In addition, in the core loss on the high frequency side, the ratio of loss due to eddy current generated by the magnetic field (eddy current loss) increases. The energy corresponding to the eddy current loss reduces the operating efficiency of the magnetic component and is released as heat, which is also an important factor hindering the miniaturization of electronic devices. In the powder magnetic core, it is considered that reducing the average particle diameter of the soft magnetic powder forming the powder magnetic core is effective for suppressing eddy current loss.

For example, Patent Document 1 describes that the eddy current loss sharply increases even at operating frequencies on the high-frequency side of tens of kHz to hundreds of kHz in powder magnetic cores, and discloses that the average particle size and the maximum A powder magnetic core obtained by press-molding soft magnetic powder formed of Fe-Si-Cr ternary alloy with particle size. In the dust core obtained from soft magnetic powder with a small average particle size, the flow path of eddy current becomes short, which can reduce the eddy current loss. On the other hand, if the average particle size is too small, magnetic permeability occurs due to poor press molding. reduce. In addition, in the production of soft magnetic powder, according to the atomization method, it is possible to effectively produce powder with a fine particle size, and the shape of each particle of the powder can be made close to a spherical shape, and the filling rate during press molding can be increased, resulting in a higher density. The powder magnetic core can provide high magnetic permeability and high magnetic flux density.

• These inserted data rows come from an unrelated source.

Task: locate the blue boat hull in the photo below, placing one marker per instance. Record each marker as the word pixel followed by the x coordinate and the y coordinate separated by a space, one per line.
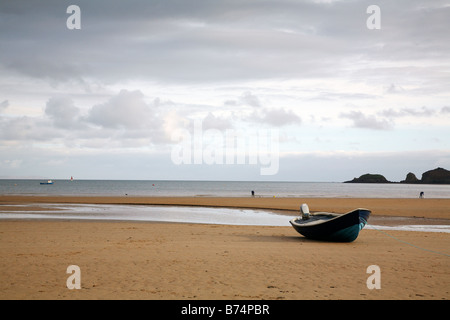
pixel 332 227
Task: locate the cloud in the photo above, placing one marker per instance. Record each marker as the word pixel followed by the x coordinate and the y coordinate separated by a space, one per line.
pixel 126 110
pixel 4 104
pixel 404 112
pixel 63 112
pixel 276 117
pixel 363 121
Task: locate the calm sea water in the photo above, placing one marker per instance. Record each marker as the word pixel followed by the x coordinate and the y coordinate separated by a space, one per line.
pixel 220 189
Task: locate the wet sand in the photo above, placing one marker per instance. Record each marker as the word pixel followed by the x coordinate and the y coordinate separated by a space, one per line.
pixel 141 260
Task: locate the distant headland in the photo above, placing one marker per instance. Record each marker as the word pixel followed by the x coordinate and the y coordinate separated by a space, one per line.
pixel 435 176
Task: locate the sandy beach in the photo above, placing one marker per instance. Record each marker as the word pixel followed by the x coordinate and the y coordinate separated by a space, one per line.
pixel 142 260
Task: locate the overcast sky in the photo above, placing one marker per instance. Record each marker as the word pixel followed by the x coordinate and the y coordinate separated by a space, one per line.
pixel 112 99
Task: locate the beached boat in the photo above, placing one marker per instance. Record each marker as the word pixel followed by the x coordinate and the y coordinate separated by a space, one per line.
pixel 330 226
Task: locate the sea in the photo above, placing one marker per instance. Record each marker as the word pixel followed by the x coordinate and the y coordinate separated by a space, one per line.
pixel 227 216
pixel 220 188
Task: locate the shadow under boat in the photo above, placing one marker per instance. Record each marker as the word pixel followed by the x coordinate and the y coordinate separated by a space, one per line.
pixel 331 226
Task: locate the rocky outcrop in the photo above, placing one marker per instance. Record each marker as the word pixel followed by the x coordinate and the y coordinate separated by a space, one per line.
pixel 436 176
pixel 410 178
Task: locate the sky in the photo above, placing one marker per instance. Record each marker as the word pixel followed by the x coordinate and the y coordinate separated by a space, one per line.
pixel 282 90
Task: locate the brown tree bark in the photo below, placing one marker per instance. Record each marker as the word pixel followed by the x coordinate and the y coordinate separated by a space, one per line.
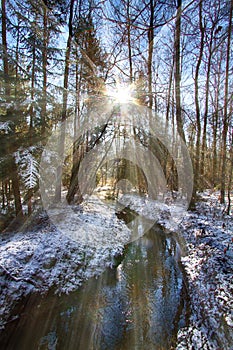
pixel 64 105
pixel 225 112
pixel 13 167
pixel 179 120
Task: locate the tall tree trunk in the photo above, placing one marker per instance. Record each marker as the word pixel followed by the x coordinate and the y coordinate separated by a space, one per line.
pixel 44 68
pixel 225 112
pixel 64 105
pixel 150 52
pixel 13 167
pixel 179 120
pixel 206 111
pixel 129 42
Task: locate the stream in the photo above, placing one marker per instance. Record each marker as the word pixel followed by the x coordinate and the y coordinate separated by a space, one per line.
pixel 140 304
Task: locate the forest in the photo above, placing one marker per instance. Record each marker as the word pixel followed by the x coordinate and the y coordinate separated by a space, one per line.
pixel 59 57
pixel 116 164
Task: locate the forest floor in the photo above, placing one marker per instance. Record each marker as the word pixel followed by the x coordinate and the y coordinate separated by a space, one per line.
pixel 208 263
pixel 46 258
pixel 90 238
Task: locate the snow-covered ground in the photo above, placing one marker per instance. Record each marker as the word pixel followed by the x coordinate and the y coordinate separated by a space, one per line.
pixel 208 264
pixel 89 238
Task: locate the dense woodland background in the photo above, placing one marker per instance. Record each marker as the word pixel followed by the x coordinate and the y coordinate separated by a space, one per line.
pixel 56 54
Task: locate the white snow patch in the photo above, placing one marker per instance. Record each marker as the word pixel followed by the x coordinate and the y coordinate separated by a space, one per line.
pixel 38 261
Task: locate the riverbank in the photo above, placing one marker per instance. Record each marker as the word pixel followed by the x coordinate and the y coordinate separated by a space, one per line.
pixel 47 258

As the soft magnetic powder used in the above-mentioned powder magnetic cores, Fe-Si binary alloys are often used in view of the composition of silicon steel sheets used in the magnetic cores of magnetic parts. In order to improve corrosion resistance, Fe-Si Fe-Si-Cr ternary alloy in which non-magnetic Cr is added to Si binary system alloy.

For example, Patent Document 2 discloses that it is formed of a Fe-Si binary system alloy containing 0.5 to 8.0 wt% Si, and that the average crystal grain size of the crystal grains in the powder particles is set to reach 200 kHz with respect to the dust core. The left and right excitation frequencies are soft magnetic powders within the specified range. C, N, Mn, P, S, Cu, Ni, Cr, Mo, Co, Ti, Sn, Nb, Zr, Al, etc. can be added within the range that does not affect its characteristics. It is described that the core loss depends on the crystal grain size in the powder particles, and there is a crystal grain size that suppresses the core loss at a prescribed excitation frequency.

prior art literature

patent documents

Patent Document 1: Japanese Patent Laid-Open No. 2011-049568

Patent Document 2: Japanese Patent Laid-Open No. 2008-124270

Contents of the invention

The problem to be solved by the invention

As described above, for the dust core obtained by press-molding soft magnetic powder, as a method of making it most suitable for the high-frequency side of the operating frequency, it has been proposed to adjust the particle diameter of the soft magnetic powder and the crystal content in the powder particle. particle size. The adjustment can be performed by controlling the production conditions of the soft magnetic powder. However, as described in Patent Document 2, it is practically difficult to stably obtain soft magnetic powder having a crystal grain size at which core loss is minimized while controlling manufacturing conditions.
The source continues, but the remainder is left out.